Today, the loudest of new Red Scare proponents are Democratic Party spokespeople and their comrades in the military, the Deep State and the media. Repeating history as a farce, the rekindled Cold War atmosphere makes those who explain Putin’s truly benign motives are subjected to neo-McCarthyite attacks.

The one bone I must pick with the authors is their placement of Bernie Sanders in the same category with protestors against this new Cold War scenario. They write:

As the Bernie Sanders campaign, Occupy Wall Street, and spinoffs like the Democracy Spring movement have reminded us, the priorities of US government elites in both the Republican and Democratic parties are not the same as those of the public at large. Greedy, ideologically driven plutocrats want open markets, control of world resources, and access to military bases that could enable the extension of corporate interests, power, and U.S. hegemony. The public at large wants peace, security, a healthy environment, and access to good jobs, which plutocratic interests threaten at every turn.

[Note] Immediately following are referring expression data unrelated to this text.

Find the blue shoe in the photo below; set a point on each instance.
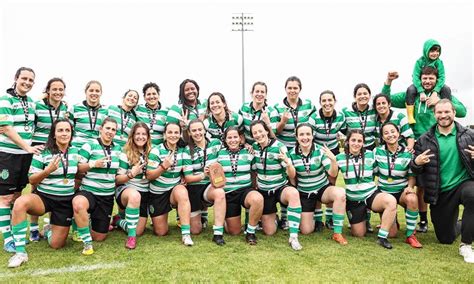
(9, 247)
(34, 236)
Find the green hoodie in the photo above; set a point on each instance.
(424, 115)
(424, 61)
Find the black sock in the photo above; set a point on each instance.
(423, 217)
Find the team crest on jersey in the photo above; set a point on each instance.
(5, 174)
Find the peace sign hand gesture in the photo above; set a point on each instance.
(423, 158)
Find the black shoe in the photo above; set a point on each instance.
(329, 224)
(422, 227)
(283, 224)
(219, 240)
(251, 239)
(369, 228)
(458, 228)
(384, 243)
(318, 226)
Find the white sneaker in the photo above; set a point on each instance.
(294, 243)
(17, 260)
(187, 241)
(466, 252)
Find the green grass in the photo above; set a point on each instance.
(272, 260)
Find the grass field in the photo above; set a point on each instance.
(272, 260)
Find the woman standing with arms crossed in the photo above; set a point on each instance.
(151, 113)
(52, 173)
(47, 111)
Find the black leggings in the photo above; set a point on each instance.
(444, 93)
(444, 214)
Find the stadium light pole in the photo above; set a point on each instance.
(240, 23)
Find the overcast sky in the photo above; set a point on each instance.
(328, 44)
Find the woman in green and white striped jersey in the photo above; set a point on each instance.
(291, 112)
(152, 113)
(47, 110)
(396, 177)
(219, 117)
(52, 172)
(133, 188)
(191, 107)
(313, 164)
(382, 105)
(199, 153)
(258, 109)
(272, 164)
(357, 167)
(125, 116)
(360, 116)
(100, 162)
(88, 115)
(237, 164)
(165, 165)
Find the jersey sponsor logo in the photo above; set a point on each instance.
(5, 174)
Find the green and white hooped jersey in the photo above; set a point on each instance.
(139, 182)
(45, 116)
(364, 121)
(271, 171)
(358, 189)
(125, 121)
(86, 122)
(237, 168)
(12, 113)
(399, 120)
(215, 131)
(299, 115)
(310, 171)
(326, 129)
(175, 112)
(155, 119)
(397, 179)
(249, 114)
(172, 177)
(58, 182)
(99, 181)
(201, 157)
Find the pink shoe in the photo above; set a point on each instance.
(131, 243)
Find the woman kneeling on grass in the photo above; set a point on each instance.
(200, 151)
(165, 164)
(357, 167)
(52, 172)
(133, 187)
(396, 178)
(100, 162)
(237, 162)
(312, 165)
(272, 165)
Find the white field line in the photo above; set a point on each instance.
(69, 269)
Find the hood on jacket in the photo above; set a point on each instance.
(428, 45)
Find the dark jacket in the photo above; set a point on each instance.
(428, 175)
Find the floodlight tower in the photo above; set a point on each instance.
(242, 22)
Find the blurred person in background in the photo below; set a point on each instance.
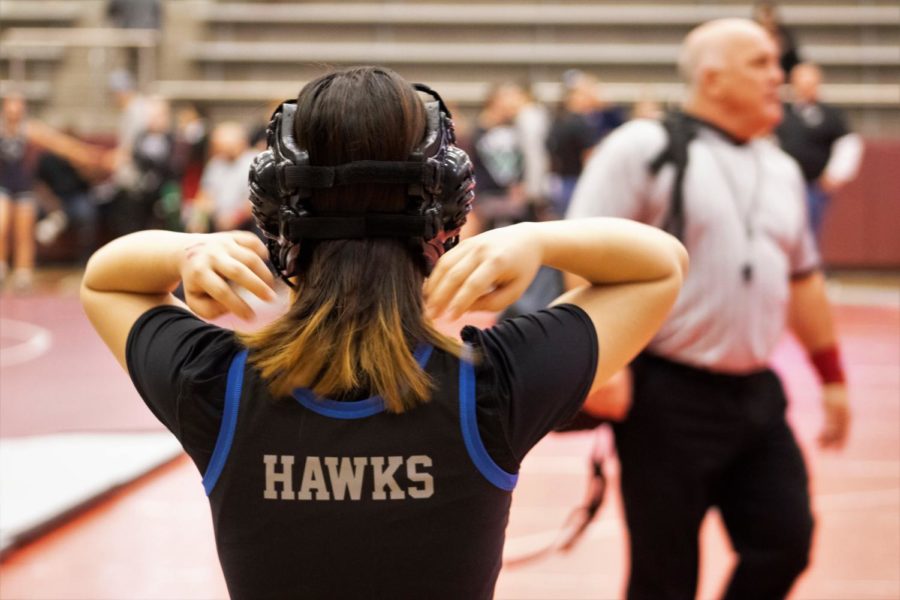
(156, 197)
(421, 436)
(191, 148)
(18, 211)
(584, 119)
(532, 124)
(766, 14)
(499, 160)
(817, 135)
(133, 108)
(67, 196)
(707, 426)
(22, 140)
(222, 203)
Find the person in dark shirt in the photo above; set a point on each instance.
(583, 121)
(72, 201)
(766, 14)
(817, 136)
(349, 450)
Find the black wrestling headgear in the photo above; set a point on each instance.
(440, 190)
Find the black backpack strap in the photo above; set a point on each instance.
(680, 130)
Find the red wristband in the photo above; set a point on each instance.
(828, 364)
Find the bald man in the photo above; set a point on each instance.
(707, 426)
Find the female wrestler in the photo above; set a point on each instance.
(348, 449)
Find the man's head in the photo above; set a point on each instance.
(229, 140)
(805, 81)
(733, 75)
(582, 93)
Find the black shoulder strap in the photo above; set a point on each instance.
(680, 130)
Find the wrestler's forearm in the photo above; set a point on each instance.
(146, 262)
(809, 313)
(611, 251)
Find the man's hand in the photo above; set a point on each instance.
(836, 408)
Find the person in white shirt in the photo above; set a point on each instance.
(706, 426)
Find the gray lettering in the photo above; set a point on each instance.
(427, 481)
(348, 478)
(285, 477)
(385, 477)
(313, 479)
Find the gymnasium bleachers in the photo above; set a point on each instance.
(233, 57)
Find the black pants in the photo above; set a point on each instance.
(694, 440)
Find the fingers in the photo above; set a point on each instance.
(251, 241)
(205, 306)
(246, 268)
(215, 287)
(449, 275)
(482, 281)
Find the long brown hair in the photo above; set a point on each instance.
(357, 311)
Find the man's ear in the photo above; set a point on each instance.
(711, 81)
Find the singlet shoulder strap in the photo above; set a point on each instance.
(472, 437)
(229, 422)
(680, 130)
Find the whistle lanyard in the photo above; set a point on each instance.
(746, 216)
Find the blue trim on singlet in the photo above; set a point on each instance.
(357, 409)
(229, 422)
(472, 437)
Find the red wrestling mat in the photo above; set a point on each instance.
(168, 550)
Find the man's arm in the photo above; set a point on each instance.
(810, 318)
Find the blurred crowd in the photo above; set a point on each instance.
(171, 167)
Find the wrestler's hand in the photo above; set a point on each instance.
(836, 409)
(217, 265)
(486, 272)
(612, 400)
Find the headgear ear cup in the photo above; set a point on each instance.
(440, 179)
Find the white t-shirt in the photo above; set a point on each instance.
(744, 208)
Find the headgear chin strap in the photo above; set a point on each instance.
(440, 189)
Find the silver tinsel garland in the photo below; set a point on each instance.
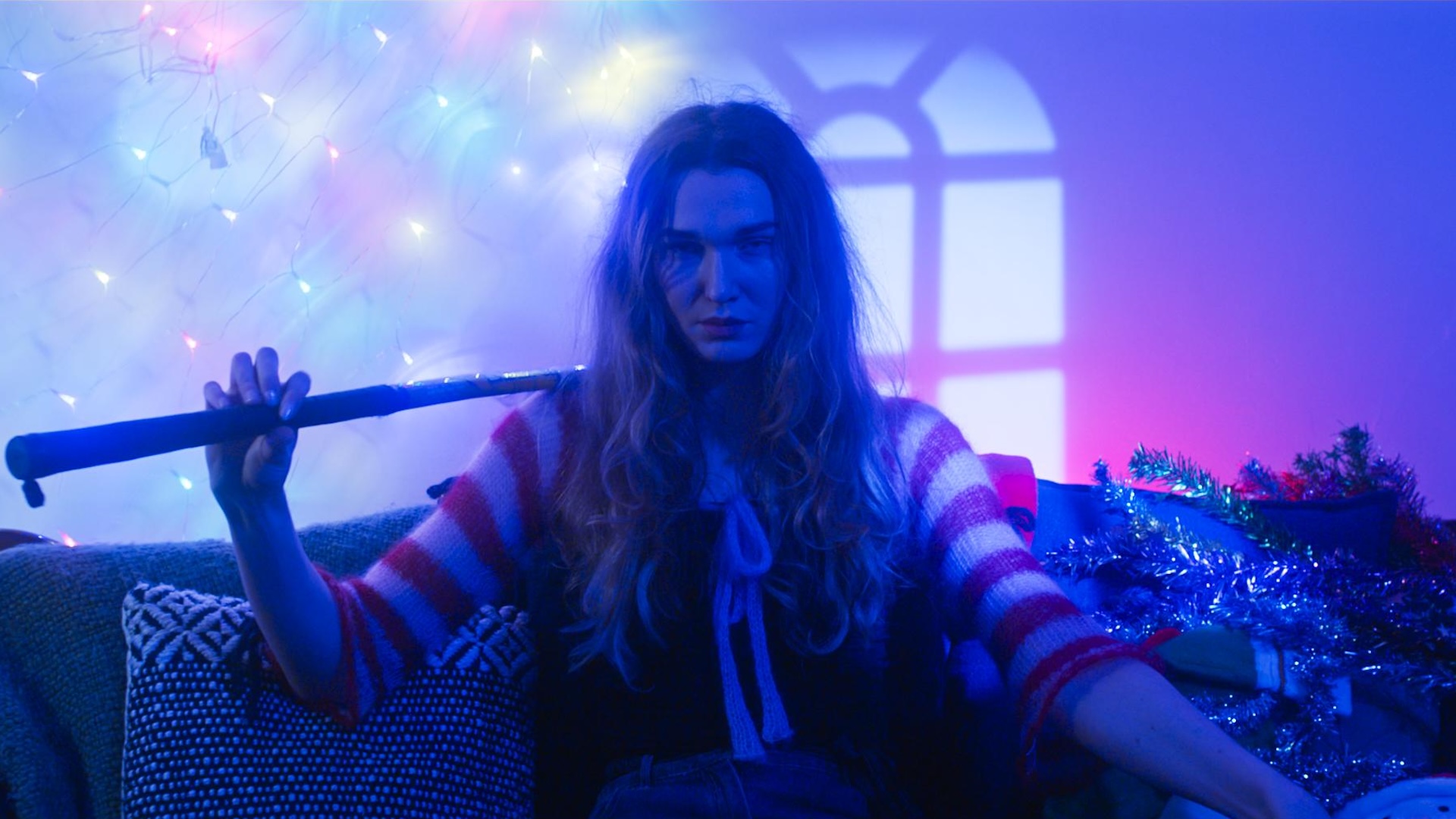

Bernie Sanders, however, is no different than other Cold Warriors. He has backed all the Establishment wars for decades. He only voted against the Iraq war but then voted for funding it. Sanders supports Clinton, the Democratic Party and Russiaphobia. The first priority of every person who wishes to live in a peaceful world with justice and equality is to oppose wars of aggression for domination and profit.

I concur with the authors’ final words:

We believe that our only hope remains the development of a citizens’ campaign for peace and justice along the lines of the anti-Vietnam War movement, one capable of restoring some sanity to our foreign policy. We must do everything in our power to try to stop the new Cold War, which threatens even more damage to humanity than the first one, started by Woodrow Wilson following the Russian Revolution and extended by Harry S. Truman & Co.